Pelo que tenho visto nas diferentes estações de televisão, a corrida à propaganda está a meio gás, embora algumas figuras políticas já tenham mostrado o mote principal das suas campanhas. Numa análise muito simplista, rasteira e sem grandes enredos discursivos, temos mais do mesmo, vindo de todos os quadrantes. As alianças possíveis já estão definidas e só por um “milagre” outras e, até desejáveis, poderiam surgir. Ora, nesta coisa da gestão pública da imagem não há “milagres”! O que há, em grande quantidade, são “fantasias” carnavalescas, que escondem verdadeiras intenções por baixo de brilhos falsos e mentiras. Fazem-me lembrar os disfarces do lobo coberto – mal – com a pele de inocente cordeiro! Recordando João das Regras, o popular defensor da causa do Mestre de Avis, D. João que viria a ser o primeiro de Portugal, os actuais conselheiros políticos cumprem o alvitre do mentor do candidato a rei, que dizia: “Prometei, prometei, Senhor, porque nada é vosso!”. Claro que os de agora sabem que as promessas não são mais do que isso mesmo: promessas! E a prova evidente tivemo-la nas eleições de há quatro anos onde se mentiu descaradamente com a absoluta convicção de não cumprir nada do que se disse! E se não foi mentira, embuste, foi, então, incompetência! Incompetência na avaliação de um quadro político-económico que tinham obrigação de conhecer em pormenor! Presos têm de ser, pois merecem-no, tendo ou não cão!

 

Os que estão ainda no Governo, agora, já não fazem promessas! Preferem uma outra arma que, com excelente sucesso, foi usada durante quarenta e oito anos: o medo!

Assustam o eleitorado com base naquele comezinho e mesquinho pensamento traduzível no aviso: “É pouco, mas está seguro e é nosso”! Ora, esta ideia contém em si uma grossa mentira: é que nem é pouco, nem está seguro, nem é nosso!

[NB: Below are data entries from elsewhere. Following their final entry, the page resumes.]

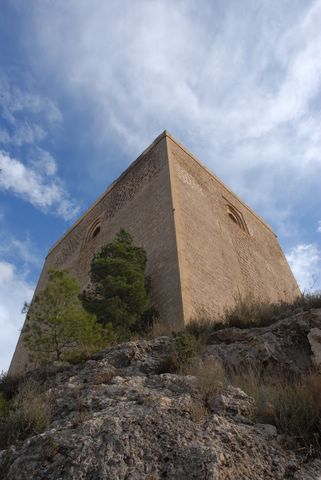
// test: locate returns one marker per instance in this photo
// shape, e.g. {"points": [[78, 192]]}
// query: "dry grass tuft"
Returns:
{"points": [[210, 376], [293, 407], [28, 413]]}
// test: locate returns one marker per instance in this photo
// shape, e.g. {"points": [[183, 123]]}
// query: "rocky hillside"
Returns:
{"points": [[122, 415]]}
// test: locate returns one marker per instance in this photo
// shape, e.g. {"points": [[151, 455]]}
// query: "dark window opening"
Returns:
{"points": [[236, 217], [96, 231]]}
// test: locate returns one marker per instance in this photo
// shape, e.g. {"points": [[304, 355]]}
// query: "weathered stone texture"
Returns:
{"points": [[218, 260], [198, 258]]}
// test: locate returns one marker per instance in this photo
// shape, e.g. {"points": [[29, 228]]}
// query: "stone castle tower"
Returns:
{"points": [[204, 246]]}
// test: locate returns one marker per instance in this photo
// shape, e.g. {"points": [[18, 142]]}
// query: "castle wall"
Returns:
{"points": [[219, 261], [139, 201], [204, 246]]}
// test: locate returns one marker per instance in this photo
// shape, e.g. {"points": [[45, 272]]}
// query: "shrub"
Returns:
{"points": [[28, 413], [184, 349], [293, 407], [9, 385], [3, 405], [201, 327], [118, 292], [297, 410], [57, 326], [249, 312]]}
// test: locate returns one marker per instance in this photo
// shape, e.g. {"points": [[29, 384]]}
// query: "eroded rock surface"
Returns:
{"points": [[117, 416]]}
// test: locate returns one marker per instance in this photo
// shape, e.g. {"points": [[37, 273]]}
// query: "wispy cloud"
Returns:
{"points": [[35, 184], [305, 261], [14, 291], [239, 84]]}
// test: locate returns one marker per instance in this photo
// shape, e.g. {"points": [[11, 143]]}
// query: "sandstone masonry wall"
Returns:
{"points": [[139, 201], [218, 260]]}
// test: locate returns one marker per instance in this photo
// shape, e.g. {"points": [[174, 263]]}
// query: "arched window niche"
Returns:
{"points": [[93, 230], [236, 217]]}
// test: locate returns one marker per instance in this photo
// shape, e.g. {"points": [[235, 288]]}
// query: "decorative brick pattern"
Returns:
{"points": [[198, 257]]}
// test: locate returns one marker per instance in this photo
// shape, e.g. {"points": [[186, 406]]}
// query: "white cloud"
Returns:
{"points": [[31, 184], [238, 83], [14, 291], [305, 261]]}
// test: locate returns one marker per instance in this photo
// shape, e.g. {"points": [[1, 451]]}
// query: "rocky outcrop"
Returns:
{"points": [[120, 415], [289, 347]]}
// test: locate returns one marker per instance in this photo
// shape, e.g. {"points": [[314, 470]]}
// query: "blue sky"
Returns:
{"points": [[85, 86]]}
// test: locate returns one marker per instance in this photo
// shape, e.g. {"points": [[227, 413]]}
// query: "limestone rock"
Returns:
{"points": [[117, 417], [284, 347]]}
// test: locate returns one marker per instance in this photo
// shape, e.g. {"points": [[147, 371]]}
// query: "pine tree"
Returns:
{"points": [[118, 292], [57, 327]]}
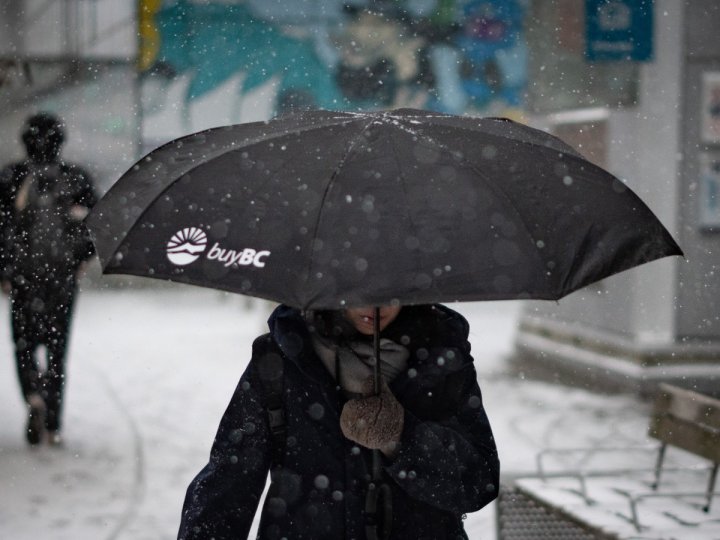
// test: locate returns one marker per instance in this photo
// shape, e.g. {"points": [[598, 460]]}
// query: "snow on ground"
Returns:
{"points": [[149, 376]]}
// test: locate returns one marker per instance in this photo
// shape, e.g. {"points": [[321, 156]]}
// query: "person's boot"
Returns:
{"points": [[54, 437], [36, 419]]}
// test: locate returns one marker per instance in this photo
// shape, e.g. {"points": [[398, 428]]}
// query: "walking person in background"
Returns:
{"points": [[305, 410], [43, 201]]}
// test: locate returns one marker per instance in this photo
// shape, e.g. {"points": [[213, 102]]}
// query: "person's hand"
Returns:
{"points": [[78, 212], [374, 422]]}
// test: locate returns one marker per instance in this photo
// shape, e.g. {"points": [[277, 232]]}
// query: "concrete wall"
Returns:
{"points": [[659, 321], [699, 279]]}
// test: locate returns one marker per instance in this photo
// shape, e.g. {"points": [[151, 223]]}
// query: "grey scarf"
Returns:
{"points": [[355, 362]]}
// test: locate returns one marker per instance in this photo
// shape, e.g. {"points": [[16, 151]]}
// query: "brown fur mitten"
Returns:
{"points": [[374, 422]]}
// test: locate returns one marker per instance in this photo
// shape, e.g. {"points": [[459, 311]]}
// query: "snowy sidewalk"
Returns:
{"points": [[150, 374]]}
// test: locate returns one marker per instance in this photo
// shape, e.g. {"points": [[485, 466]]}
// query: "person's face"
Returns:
{"points": [[363, 318]]}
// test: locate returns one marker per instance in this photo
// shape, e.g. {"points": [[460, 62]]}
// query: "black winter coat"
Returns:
{"points": [[447, 464], [73, 186]]}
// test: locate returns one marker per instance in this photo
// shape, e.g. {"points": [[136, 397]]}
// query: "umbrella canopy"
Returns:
{"points": [[326, 209]]}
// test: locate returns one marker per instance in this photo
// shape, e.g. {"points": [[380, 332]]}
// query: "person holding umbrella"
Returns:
{"points": [[439, 458], [328, 212]]}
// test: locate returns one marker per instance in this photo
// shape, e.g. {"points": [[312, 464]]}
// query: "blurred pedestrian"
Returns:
{"points": [[305, 410], [43, 201]]}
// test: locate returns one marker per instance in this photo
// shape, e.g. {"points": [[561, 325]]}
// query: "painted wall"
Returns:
{"points": [[219, 61]]}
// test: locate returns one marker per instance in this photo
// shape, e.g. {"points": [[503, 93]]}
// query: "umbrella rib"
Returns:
{"points": [[330, 183], [119, 239], [495, 189]]}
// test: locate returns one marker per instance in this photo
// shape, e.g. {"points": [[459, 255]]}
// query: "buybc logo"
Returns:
{"points": [[188, 245]]}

E António Costa, porque não quer fazer promessas nunca capazes de cumprir, fica-se pelas meias águas que desaguam mais perto da foz do rio da coligação do que daquilo que poderia ser o contraponto à “prudência” dos que ainda governam.

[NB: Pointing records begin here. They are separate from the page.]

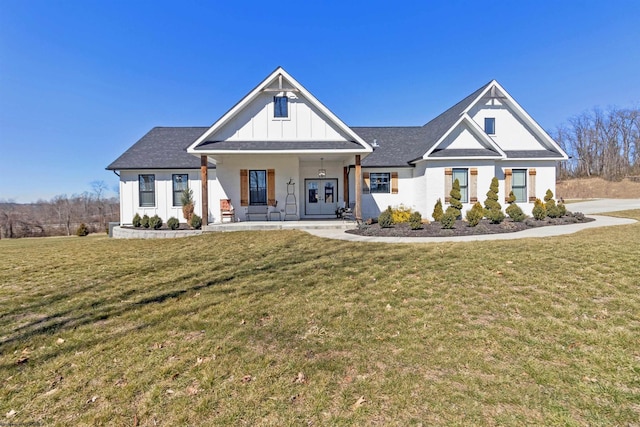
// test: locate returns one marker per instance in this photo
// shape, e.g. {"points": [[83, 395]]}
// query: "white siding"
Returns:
{"points": [[511, 132]]}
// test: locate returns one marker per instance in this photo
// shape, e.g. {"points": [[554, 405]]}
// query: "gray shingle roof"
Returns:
{"points": [[161, 148], [279, 145]]}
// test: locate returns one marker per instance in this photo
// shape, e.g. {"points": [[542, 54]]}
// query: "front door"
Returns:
{"points": [[320, 196]]}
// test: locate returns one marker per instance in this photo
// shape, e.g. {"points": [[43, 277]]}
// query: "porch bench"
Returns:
{"points": [[257, 212]]}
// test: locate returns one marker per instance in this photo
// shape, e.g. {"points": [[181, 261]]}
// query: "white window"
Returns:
{"points": [[490, 125], [519, 185]]}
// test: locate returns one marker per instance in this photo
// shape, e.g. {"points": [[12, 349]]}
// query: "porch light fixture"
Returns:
{"points": [[322, 172]]}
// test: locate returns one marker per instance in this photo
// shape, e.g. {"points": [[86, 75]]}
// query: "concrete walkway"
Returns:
{"points": [[600, 205]]}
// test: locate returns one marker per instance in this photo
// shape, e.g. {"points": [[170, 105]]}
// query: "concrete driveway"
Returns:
{"points": [[587, 207]]}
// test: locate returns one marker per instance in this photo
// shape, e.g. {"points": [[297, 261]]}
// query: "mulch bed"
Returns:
{"points": [[434, 229]]}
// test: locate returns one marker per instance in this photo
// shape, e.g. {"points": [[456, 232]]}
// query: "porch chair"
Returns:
{"points": [[226, 211]]}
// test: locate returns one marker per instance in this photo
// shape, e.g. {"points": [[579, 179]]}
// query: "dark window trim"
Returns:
{"points": [[384, 187], [152, 191]]}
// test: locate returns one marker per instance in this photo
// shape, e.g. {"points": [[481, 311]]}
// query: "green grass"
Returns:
{"points": [[213, 330]]}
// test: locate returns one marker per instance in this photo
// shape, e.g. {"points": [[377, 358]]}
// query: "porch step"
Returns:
{"points": [[280, 225]]}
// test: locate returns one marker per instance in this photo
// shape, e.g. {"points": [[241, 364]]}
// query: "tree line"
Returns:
{"points": [[60, 216], [602, 143]]}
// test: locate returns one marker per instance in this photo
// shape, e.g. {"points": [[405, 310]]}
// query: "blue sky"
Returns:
{"points": [[81, 80]]}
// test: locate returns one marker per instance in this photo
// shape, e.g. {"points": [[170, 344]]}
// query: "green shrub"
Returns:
{"points": [[437, 211], [82, 230], [495, 216], [415, 220], [385, 219], [515, 212], [195, 221], [400, 214], [455, 196], [539, 210], [475, 214], [449, 217], [155, 222], [173, 223]]}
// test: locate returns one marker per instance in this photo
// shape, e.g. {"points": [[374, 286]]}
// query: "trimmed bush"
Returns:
{"points": [[515, 212], [455, 196], [475, 214], [155, 222], [82, 230], [195, 221], [415, 220], [400, 214], [173, 223], [385, 219], [437, 211], [493, 209], [448, 220], [539, 210]]}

Qual seria, então, esse contraponto?

 

Antes do mais e bradado a todos os pulmões, com a vontade de levar ao fim o cumprimento da promessa, reformar o que fosse necessário reformar, alterar o que fosse necessário alterar, mas acabar, de uma vez por todas, com a corrupção de alto gabarito que se pratica e se praticou em Portugal. Acelerar os mecanismos da Justiça, pôr a trabalhar, a todo o vapor, os tribunais e agentes judiciários por onde correm os processos já existentes e prometer a imediata abertura de averiguações sobre todos os negócios sujos feitos no passado, a começar pelo da aquisição dos, tão necessários, submarinos. Depois, prometer e cumprir, a revisão de todos os contratos ruinosos para o Estado, entre os quais estão as PPP rodoviárias. Reanalisar a necessidade da carrada de Institutos e Fundações para aí existentes. Reequacionar a distribuição de escolas por esse país fora. Impor obrigações às companhias de transportes públicos de modo a torná-los popularmente mais acessíveis, de maior circulação e de melhor qualidade material. Limitar a quota de assessores provenientes dos aparelhos juvenis das máquinas partidárias. E, por fim, mas não finalmente, reavaliar os termos dos acordos internacionais que, retirando soberania a Portugal, colocam nas mãos de Bruxelas decisões pertencentes ao Governo de Lisboa.

 

Assim seria possível um entendimento político com o PCP e o BE? Tanto melhor, sem comprometer nem hipotecar a liberdade de acção do Governo.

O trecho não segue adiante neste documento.